Determine the appropriate test statistic

Since the population standard deviations are known, we use the Z-test for the difference between two means. The formula for the Z-test statistic is \[ Z = \frac{(\bar{X}_S - \bar{X}_M) - 3400}{\sqrt{\frac{\sigma_S^2}{n} + \frac{\sigma_M^2}{n}}} \] where \( \bar{X}_S = 261,500 \), \( \bar{X}_M = 248,200 \), \( \sigma_S = 10,500 \), \( \sigma_M = 12,000 \), and \( n = 40 \).

Calculate the Z-score

Substitute the values into the formula: \[ Z = \frac{(261,500 - 248,200) - 3400}{\sqrt{\frac{10,500^2}{40} + \frac{12,000^2}{40}}} \] \[ Z = \frac{13,300 - 3,400}{\sqrt{2,756,250}} \approx \frac{9,900}{1,660} \approx 5.96 \]

Determine the critical value and decision rule

The significance level is 0.05 for a one-tailed test. Looking at standard Z-tables, the critical value for \( \alpha = 0.05 \) is 1.645. We reject \( H_0 \) if \( Z > 1.645 \).

Make a decision

Since the calculated Z-score \( 5.96 \) is greater than the critical value \( 1.645 \), we reject the null hypothesis \( H_0 \). This suggests that the difference in mean sales price is indeed greater than $3,400.

Key concepts

Z-test

A Z-test is a statistical method used to determine whether there is a significant difference between sample and population means. In situations where the population standard deviation is known, and the sample size is large (usually greater than 30), a Z-test is typically applied. In the context of this exercise, a Z-test is employed to evaluate the difference in average sales prices between houses in the South and Midwest.

The formula for a Z-test when comparing two means is:

• \(Z = \frac{(\bar{X}_S - \bar{X}_M) - \text{hypothesized difference}}{\sqrt{\frac{\sigma_S^2}{n} + \frac{\sigma_M^2}{n}}}\)

Here, \(\bar{X}_S\) and \(\bar{X}_M\) represent the sample means for the South and Midwest respectively, while \(\sigma_S\) and \(\sigma_M\) are the population standard deviations for these two regions. \(n\) is the sample size, which is equal for both groups in this exercise.

Using this method allows researchers to draw conclusions about whether any observed differences in the data are simply due to random chance or whether they reflect true differences in the populations.

Significance Level

In hypothesis testing, the significance level (denoted as \(\alpha\)) is a threshold that is set by the researcher to determine when to reject a null hypothesis. It represents the probability of mistakenly rejecting a true null hypothesis, which is an error known as a "Type I error."

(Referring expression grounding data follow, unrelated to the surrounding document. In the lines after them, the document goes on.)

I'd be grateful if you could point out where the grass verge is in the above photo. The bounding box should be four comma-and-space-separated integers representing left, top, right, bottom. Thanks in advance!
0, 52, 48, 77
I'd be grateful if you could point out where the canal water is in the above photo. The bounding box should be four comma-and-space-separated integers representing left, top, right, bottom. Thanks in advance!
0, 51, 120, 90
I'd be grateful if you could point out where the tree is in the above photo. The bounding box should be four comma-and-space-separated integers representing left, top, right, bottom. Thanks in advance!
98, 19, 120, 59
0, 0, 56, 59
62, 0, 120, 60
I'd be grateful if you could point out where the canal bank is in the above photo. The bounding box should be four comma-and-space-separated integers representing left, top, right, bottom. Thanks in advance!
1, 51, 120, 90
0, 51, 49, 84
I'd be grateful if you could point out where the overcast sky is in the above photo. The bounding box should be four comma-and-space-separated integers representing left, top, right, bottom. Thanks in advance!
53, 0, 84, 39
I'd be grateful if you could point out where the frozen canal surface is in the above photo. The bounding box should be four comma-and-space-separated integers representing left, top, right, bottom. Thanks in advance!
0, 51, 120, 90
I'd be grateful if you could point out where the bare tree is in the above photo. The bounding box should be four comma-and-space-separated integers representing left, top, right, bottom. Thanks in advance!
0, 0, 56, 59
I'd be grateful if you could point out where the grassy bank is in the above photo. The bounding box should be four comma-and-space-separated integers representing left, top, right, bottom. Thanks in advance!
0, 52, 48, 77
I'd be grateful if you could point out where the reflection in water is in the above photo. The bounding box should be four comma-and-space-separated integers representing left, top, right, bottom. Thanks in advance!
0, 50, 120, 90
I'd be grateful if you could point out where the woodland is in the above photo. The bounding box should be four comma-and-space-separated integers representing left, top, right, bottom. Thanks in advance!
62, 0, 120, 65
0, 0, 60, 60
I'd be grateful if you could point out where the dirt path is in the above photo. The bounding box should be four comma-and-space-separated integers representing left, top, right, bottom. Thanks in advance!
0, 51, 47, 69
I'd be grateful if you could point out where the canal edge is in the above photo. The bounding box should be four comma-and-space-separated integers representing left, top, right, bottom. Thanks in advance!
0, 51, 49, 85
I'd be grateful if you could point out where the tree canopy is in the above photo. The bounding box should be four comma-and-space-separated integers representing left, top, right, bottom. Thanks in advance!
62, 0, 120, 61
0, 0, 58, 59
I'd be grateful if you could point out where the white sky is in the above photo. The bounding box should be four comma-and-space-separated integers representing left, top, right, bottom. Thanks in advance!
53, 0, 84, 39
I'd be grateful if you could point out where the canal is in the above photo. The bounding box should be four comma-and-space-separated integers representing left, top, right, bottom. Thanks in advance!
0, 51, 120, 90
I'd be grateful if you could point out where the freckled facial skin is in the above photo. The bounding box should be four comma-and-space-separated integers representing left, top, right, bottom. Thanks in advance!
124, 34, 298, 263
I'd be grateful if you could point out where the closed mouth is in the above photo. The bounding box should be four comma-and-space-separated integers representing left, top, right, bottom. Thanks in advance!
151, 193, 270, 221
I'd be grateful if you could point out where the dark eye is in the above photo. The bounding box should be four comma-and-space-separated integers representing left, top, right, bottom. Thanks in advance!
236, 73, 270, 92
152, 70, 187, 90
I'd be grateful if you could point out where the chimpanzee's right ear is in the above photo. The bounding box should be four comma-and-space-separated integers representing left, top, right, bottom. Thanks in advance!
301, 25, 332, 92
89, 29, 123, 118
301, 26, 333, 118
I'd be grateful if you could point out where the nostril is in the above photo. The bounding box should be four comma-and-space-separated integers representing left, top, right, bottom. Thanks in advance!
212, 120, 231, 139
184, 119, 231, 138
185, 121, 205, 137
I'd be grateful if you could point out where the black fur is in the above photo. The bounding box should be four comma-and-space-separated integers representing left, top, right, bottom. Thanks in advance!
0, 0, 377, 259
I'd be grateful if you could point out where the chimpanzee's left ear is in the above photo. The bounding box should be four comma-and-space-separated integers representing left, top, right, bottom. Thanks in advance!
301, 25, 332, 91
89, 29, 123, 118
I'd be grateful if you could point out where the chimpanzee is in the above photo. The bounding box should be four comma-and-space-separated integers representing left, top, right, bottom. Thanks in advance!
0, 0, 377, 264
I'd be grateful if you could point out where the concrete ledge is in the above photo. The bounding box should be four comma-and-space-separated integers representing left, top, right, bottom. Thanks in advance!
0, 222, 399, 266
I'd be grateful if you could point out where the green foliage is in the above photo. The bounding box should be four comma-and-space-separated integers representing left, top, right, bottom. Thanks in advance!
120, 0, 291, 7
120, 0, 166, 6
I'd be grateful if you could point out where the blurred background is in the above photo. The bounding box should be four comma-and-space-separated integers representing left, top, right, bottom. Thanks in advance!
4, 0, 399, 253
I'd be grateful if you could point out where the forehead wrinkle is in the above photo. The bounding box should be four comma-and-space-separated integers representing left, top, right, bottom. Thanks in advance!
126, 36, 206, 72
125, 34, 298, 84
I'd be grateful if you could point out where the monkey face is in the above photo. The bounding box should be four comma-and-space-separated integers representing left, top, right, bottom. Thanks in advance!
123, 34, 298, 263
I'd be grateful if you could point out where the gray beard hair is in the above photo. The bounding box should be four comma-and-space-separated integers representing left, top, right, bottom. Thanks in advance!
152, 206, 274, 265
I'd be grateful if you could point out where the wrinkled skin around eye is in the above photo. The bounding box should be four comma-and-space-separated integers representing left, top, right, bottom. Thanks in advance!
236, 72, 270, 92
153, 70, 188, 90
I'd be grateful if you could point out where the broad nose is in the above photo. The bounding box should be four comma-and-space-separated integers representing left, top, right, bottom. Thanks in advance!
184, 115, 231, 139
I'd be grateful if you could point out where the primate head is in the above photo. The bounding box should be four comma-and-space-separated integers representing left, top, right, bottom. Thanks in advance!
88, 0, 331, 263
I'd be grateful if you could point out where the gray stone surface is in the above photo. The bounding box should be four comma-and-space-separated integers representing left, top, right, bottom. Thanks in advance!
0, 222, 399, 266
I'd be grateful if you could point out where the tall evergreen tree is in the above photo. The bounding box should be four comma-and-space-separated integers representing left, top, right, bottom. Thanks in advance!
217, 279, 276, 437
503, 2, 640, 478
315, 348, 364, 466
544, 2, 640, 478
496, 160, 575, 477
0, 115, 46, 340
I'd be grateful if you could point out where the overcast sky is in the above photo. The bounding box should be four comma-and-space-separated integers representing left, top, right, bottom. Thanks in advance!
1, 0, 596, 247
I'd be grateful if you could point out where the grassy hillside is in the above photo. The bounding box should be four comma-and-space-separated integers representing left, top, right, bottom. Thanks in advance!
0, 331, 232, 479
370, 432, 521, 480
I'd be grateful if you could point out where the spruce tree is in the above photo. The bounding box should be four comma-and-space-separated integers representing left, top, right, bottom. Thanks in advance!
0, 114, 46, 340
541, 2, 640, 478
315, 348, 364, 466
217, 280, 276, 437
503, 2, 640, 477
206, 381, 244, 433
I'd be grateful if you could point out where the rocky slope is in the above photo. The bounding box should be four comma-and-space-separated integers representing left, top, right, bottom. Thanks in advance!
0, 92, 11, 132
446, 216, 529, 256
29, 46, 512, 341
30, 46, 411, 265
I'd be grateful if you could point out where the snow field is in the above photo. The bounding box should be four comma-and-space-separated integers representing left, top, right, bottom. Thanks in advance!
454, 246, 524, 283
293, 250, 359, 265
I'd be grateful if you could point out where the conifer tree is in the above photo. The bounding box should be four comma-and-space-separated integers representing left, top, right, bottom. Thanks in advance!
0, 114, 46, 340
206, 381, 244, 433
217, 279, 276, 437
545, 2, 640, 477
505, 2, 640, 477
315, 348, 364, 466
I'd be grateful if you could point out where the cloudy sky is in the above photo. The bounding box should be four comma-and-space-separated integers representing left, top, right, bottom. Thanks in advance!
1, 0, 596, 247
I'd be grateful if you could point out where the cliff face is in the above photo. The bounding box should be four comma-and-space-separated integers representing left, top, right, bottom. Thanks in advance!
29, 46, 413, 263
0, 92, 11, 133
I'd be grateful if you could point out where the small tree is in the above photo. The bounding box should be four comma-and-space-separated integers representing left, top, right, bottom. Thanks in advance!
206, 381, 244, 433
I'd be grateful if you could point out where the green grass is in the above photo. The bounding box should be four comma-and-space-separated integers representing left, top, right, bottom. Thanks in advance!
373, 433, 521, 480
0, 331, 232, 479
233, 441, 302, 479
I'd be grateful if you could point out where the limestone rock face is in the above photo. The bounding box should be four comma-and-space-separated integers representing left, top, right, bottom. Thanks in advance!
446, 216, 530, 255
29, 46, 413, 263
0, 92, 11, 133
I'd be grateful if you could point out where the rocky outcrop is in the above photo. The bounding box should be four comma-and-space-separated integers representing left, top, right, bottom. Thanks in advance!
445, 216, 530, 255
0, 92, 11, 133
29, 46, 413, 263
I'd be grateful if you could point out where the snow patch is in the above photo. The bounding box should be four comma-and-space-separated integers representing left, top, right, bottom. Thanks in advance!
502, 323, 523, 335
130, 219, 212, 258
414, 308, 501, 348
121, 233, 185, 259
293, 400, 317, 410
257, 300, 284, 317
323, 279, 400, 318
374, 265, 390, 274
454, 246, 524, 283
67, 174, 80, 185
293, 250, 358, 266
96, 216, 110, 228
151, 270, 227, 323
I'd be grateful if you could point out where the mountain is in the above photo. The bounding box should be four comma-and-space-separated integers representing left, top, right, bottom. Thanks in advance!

In this exercise, the significance level is set at 0.05, or 5%. This means that there is a 5% risk of concluding that there is a significant difference in mean sales prices when, in fact, no such difference exists. The choice of significance level depends on the context of the research and the potential consequences of both Type I and Type II errors (the latter being the error of not rejecting a false null hypothesis).

When the significance level is set to 0.05, it means that if the calculated statistic falls into the region that accounts for the top 5% of the distribution (beyond the critical value), the null hypothesis can be rejected with confidence. This choice assures that the researchers are minimizing the chance of making an incorrect inference from the data.

Critical Value

The critical value is a point on the scale of the test statistic beyond which we reject the null hypothesis. It is determined based on the chosen significance level and the nature of the test (one-tailed or two-tailed).

In the provided exercise, the test is one-tailed because the alternative hypothesis is concerned with whether the difference in sales prices exceeds $3,400, specifically in one direction. At a significance level of 0.05, the critical value can be found using Z-tables or standard normal distribution tables. For a one-tailed test, this critical value is 1.645.

Any Z-score that exceeds the critical value indicates a statistically significant result that leads us to reject the null hypothesis. Here, the computed Z-score was significantly higher than the critical value (5.96 vs. 1.645), reinforcing the decision to reject the null hypothesis. Therefore, in this scenario, the difference in mean sales prices is greater than the hypothesized value of $3,400.